Поглаживает мои ноги, касается голой кожи, там, где все открыто, между гольфинами и юбкой.
– Теперь моя очередь теряться в догадках, – бросаю в тон ему.
– Так просто. Без шика и блеска. Может, желаешь каких-нибудь побрякушек? Чего-нибудь оригинального? На самолет и в Париж, на Елисейские поля или куда там вам женщинам надо?
– Это как раз банально. А принудить к сексу через шантаж, засадить отца в тюрьму и заставить дочь отрабатывать. Тут требуется определенная фантазия.
Чертков мрачнеет. Видимо, его не особенно радует упоминание о моем отце.
– Ты не слишком активно сопротивлялась, – произносит, наконец.
Крыть нечем.
– Просто ты… это ты, – закусываю губу.
Почему-то очень трудно дышать и опять слезы на глазах.
Я превращаюсь в истеричку.
– Достаточно размытая формулировка, – он хмыкает.

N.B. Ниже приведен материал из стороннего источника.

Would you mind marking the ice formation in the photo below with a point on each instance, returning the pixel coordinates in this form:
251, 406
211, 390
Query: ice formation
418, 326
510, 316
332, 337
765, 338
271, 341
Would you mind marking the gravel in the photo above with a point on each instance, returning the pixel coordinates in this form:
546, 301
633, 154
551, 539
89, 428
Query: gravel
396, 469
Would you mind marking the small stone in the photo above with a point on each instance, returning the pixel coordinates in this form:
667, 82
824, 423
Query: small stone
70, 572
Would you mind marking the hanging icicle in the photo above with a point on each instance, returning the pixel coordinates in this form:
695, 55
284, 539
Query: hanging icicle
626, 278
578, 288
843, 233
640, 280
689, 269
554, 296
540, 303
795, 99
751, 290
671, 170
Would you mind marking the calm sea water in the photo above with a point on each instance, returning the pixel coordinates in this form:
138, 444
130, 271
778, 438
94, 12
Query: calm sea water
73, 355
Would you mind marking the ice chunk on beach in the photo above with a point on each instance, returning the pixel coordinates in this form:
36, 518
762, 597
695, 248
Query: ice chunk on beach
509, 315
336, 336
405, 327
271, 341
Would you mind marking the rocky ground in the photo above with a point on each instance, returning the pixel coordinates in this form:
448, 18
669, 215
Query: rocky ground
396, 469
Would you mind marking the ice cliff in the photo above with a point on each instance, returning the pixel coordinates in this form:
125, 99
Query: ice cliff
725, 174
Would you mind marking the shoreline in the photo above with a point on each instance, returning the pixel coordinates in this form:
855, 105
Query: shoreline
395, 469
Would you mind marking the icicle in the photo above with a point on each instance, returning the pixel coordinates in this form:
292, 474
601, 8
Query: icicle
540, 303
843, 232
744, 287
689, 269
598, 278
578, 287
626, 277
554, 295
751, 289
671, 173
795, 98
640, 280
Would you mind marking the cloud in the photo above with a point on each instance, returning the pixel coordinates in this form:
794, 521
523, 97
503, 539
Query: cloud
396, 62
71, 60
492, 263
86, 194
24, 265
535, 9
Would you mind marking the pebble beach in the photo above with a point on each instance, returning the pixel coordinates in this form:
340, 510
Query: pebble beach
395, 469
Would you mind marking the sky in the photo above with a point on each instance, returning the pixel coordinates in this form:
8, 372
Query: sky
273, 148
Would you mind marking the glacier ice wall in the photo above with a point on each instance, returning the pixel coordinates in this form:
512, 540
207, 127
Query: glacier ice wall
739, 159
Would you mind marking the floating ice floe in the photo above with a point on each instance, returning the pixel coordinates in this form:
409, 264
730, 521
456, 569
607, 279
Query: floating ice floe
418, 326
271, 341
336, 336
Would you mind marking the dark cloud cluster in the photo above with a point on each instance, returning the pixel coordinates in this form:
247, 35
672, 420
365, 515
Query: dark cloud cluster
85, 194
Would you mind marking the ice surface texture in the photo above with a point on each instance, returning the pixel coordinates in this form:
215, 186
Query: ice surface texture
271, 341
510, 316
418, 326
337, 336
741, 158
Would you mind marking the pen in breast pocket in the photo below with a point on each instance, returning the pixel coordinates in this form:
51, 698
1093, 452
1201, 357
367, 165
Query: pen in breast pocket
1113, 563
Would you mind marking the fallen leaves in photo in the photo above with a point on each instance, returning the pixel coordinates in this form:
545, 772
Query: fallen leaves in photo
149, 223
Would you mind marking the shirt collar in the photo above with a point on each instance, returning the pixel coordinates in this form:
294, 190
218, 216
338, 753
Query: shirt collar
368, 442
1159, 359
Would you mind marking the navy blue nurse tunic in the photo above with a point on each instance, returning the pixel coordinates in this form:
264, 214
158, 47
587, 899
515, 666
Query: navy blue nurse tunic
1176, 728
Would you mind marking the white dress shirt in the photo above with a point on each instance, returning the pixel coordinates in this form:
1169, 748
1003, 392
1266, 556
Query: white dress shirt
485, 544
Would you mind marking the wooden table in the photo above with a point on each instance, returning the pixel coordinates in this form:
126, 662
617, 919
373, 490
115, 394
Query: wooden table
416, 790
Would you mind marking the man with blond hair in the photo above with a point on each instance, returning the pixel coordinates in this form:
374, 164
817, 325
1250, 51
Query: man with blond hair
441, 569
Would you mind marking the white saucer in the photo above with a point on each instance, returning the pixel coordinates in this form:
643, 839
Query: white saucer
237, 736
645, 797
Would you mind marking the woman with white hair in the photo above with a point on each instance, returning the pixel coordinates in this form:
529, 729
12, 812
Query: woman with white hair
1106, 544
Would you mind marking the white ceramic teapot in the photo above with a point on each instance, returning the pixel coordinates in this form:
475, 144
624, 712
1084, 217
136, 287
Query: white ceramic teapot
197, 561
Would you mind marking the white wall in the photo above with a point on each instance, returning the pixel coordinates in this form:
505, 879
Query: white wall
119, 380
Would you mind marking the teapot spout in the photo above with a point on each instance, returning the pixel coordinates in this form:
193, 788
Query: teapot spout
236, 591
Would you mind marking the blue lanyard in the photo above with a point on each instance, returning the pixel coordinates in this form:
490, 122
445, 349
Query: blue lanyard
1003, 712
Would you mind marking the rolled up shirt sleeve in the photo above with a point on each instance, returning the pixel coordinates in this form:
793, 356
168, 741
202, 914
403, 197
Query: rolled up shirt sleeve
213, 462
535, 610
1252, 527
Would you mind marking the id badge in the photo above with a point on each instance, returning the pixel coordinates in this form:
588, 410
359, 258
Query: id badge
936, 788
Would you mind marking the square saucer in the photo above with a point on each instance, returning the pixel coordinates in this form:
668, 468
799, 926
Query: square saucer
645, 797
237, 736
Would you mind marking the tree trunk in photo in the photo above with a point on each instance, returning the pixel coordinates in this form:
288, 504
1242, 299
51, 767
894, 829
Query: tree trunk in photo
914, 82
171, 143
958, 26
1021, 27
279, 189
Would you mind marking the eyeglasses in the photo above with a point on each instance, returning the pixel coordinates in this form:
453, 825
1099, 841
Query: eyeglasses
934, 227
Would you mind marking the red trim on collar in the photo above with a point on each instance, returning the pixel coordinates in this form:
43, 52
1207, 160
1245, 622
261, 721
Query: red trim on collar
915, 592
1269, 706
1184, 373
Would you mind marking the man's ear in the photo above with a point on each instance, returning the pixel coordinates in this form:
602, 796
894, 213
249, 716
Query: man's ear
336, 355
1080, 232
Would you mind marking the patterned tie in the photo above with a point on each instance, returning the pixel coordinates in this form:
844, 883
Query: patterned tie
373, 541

– Есть ЛСД, есть героин, есть кокаин. А есть… черт. Есть ты. Самый сильный наркотик. И когда тебя попробуешь, ничего другого уже не хочется. Никого. Никогда.
– Звучит как признание в любви, – ухмыляется издевательски.
– Пошел ты в задницу!
– Я почти там.
Он делает недвусмысленное движение бедрами. Огромный бугор теснее прижимается к моим ягодицам.
– Осталось расстегнуть ширинку и засадить тебе по самые яйца.
Чертков хватает меня за волосы, притягивает. От его горячего шепота я уплываю.
– Я поставлю тебя раком и отымею у всех на глазах. Упругая, узкая, жаркая как кипяток. В твоей попке двести двадцать вольт.
– Давай, – цежу с вызовом. – Люди вызовут полицию.
– И нас посадят в одну камеру.
В его глазах горит безумие.
И я не менее безумна.
Я целую Черткова, впиваюсь в его губы как голодное животное, как вампир. Я так хочу выпить его. Еще, еще.
– Ты не такая.
– Не оправдываю твои ожидания?
– Ты их в клочья рвешь.
– Это же хорошо.
– Не знаю.
Мы доедаем пиццу, будто ничего не произошло. Наблюдаем за окружающими. За теми, кем нам стать не суждено.
Мы чувствуем себя богами. По крайней мере, в этот конкретный миг мы очень высоко, далеко отсюда.
– Я хочу сладкую вату, – говорю капризно.
– Хоти.
– И на колесо обозрения.
– Молодец.
– Ты должен меня покатать.
– Я тебя больше суток откатал.
– Ты извращенец. И пошляк.
– Я люблю секс. И называю вещи своими именами.
– Ты специально так себя ведешь, по-хамски.
– Да ну?
– Конечно, ты ублюдок, но не до такой степени.
– Ты мало меня знаешь.
– Я тебя не знаю вовсе, только это не мешает сделать выводы.
– Проницательная.
– Не отрицаю.
Чертков все же покупает мне сладкую вату, а потом облизывает мои липкие пальцы.
– Эти девчонки с тебя глаз не спускают, – указываю на группу малолеток.
– И что?
– Ничего.
– Каждый мужик провожает взглядом твою задницу, от мала до велика, без исключения. Каждый.
– Ты мне льстишь.
– Тебе – нет. Твоей заднице – пожалуй.
– Ты умеешь делать комплименты.
– Никто не жаловался.
– А кто бы посмел?
Мы возвращаемся домой за полночь, падаем на кровать, не раздеваясь. Молчим, ведь сказать особо нечего. Да и прогноз на будущее не сделаешь.
Это похоже на затянувшийся тайм-аут. Должен последовать новый раунд. Но это будет потом, не скоро… просто не сейчас.
Я засыпаю, крепко обнимая Черткова, я еще не догадываюсь, что такое больше не повторится, что нашему счастью не суждено сбыться.
– – -
В понедельник я возвращаюсь к реальности, причем довольно резко. Чертков уезжает рано утром, еще до моего пробуждения. И на всякий случай я опять морально готовлю себя к худшему развитию событий.
Работа как всегда является универсальным вариантом. Я решаю сперва посетить отель, а уже потом заняться рестораном. По дороге включаю телефон, но сообщений и звонков так много, что практически сразу становится тошно. И я откладываю изучение на потом.
Управляющий встречает меня с таким видом, будто похоронил близкого родственника. Встревоженный, бледный. В приемной неизвестно откуда возникает Скворцов, кстати, смотрится он не лучше моего управляющего.